With in-person events canceled and indoor destinations closed, lockdown measures have accelerated a shift to digital alternatives. Many brands are turning to AR to boost engagement and conversion. Oliver Peoples added AR in Instagram Checkout so customers could preview the fit of frames, while Shopify introduced the ability for all merchants to add 3D models to product pages. Digital fashion house The Fabricant is making the whole concept more personal with the launch of its Leela platform, which allows users to “dress up their multiple selves in the non-physical world of digital fashion” by creating 3D avatars from their submitted selfies.
The catalyst behind a more connected future, the Internet of Things (IoT) is a complex ecosystem of physical objects that are connected and accessible through the internet. In just one year, we went from having five million IoT connected devices to a billion. By 2020, on average, people will have seven connected devices, according to Statista. The more data these devices collect, the smarter they become, and the better they can serve consumers by identifying patterns in usage.

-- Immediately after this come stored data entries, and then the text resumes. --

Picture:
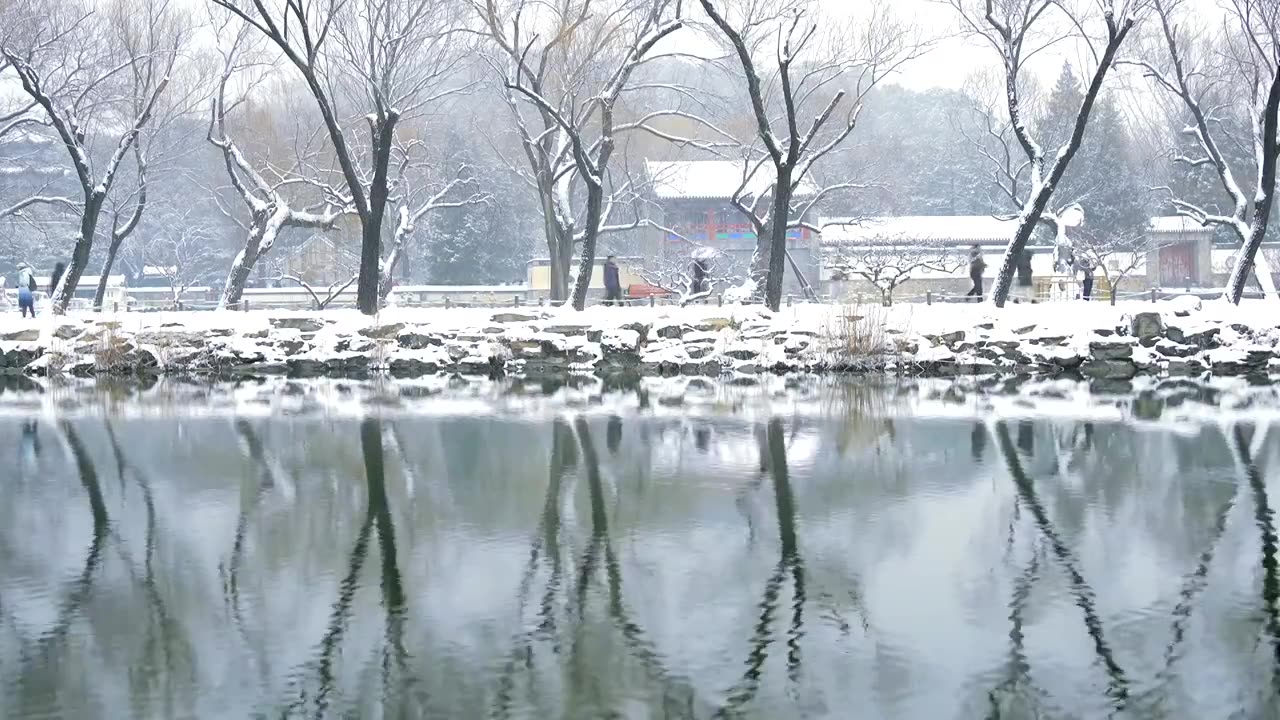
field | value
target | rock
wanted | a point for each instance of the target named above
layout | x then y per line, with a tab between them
68	332
513	318
639	328
713	324
1109	369
382	332
292	346
1184	367
1144	326
1201	336
1110	350
620	341
567	331
670	331
1183	305
1064	358
305	324
419	341
1238	360
694	368
1170	349
411	368
170	338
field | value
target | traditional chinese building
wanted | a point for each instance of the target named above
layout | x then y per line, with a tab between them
694	205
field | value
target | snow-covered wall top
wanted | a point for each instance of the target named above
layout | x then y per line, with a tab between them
712	180
945	229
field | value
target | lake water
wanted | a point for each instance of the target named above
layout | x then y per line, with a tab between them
585	561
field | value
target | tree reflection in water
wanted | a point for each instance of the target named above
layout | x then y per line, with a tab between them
36	660
676	695
1086	598
773	460
397	688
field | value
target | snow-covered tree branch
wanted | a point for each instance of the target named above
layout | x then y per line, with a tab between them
1251	85
416	201
394	55
74	72
562	87
693	277
859	59
887	263
270	209
1018	30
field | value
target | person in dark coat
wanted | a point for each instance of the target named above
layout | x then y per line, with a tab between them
612	282
59	268
699	285
1086	277
1024	277
977	267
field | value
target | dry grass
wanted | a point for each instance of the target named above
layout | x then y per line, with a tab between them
113	349
855	332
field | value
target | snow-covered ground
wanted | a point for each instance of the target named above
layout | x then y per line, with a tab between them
1182	337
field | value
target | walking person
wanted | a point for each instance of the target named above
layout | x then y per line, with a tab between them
26	290
612	282
1025	277
59	268
977	267
1086	277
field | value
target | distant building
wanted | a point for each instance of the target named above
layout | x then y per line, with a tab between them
694	204
319	260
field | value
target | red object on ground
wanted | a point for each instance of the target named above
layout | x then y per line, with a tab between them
647	291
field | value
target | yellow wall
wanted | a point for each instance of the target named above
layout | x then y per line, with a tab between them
540	276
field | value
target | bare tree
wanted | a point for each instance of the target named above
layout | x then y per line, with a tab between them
563	90
270	210
397	55
416	200
858	59
694	277
887	263
330	292
1212	83
77	73
1019	30
183	254
1116	255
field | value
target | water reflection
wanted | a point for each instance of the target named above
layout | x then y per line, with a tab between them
624	565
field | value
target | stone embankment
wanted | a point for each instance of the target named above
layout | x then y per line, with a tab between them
1170	338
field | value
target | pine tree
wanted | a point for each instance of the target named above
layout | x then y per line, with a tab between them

We’ve already seen the arrival of technology that looks and sounds more human, and now, researchers are looking to our epidermis to develop technology that feels human. Mercedes-Benz unveiled an avatar- inspired concept car that was designed to feel more like a living creature than an automobile.“We didn’t want to create a car,” Mercedes-Benz Chief Design Officer Gordon Wagener said of the Vision AVTR concept at CES 2020, “we wanted to create something like a living organism.” Projects like this provide a unique glimpse into the future of tactile technology, showing brands how to navigate this blurring line between humans and technology.
1. Online Persona
More informed and more aware than previous generations, Gen Z doesn’t fit into any one box, and they like it that way. When asked how they define their identity, 66% of Gen Z said through their style, and 65% said music. Brands must understand the multidimensionality of their customers and anchor their product offerings in cultural meaning in order to appeal to a generation that’s more concerned with self-exploration, digital creation, and social justice than the latest ploy for their attention.
2. Social Selling
As consumers spend more time online, they expect their shopping journey to reflect the same speed and convenience that they’ve grown accustomed to in the digital age. Instagram was one of the first to adopt social commerce, and now platforms like Facebook, Pinterest, and even TikTok are working to connect content and commerce. Social commerce may be uncharted territory, but the future will see more seamless in-app purchases, enhanced in-app search, multi-level integration with other apps, and livestream shopping.
3. Digital Digest
COVID-19 has only accelerated fashion’s already inevitable move to online mediums and highlighted the importance of digital alternatives to fashion shows, photoshoots, and live events. During this sudden, though not completely unexpected, jump to the digital world, brands must ensure that neither they, nor their consumers, get left behind. By humanizing online experiences, understanding limitations, and leveraging technology in a way that enhances the user experience rather than complicating it, brands have the opportunity to step into the digital future with their heads held high.
4. Connected Future
The Internet of Things (IoT) is a complex ecosystem of physical objects that are connected and accessible through the internet. In just one year, we went from having five million IoT connected devices to a billion, and by 2025 it is estimated that there will be 75 billion connected devices. While many tech solutions still play into the wow factor, it no longer feels like brands are innovating for the sake of innovation. Instead, they are becoming more ubiquitous to the user experience, and developers are going as far as imbuing technology with human-like capabilities and attributes.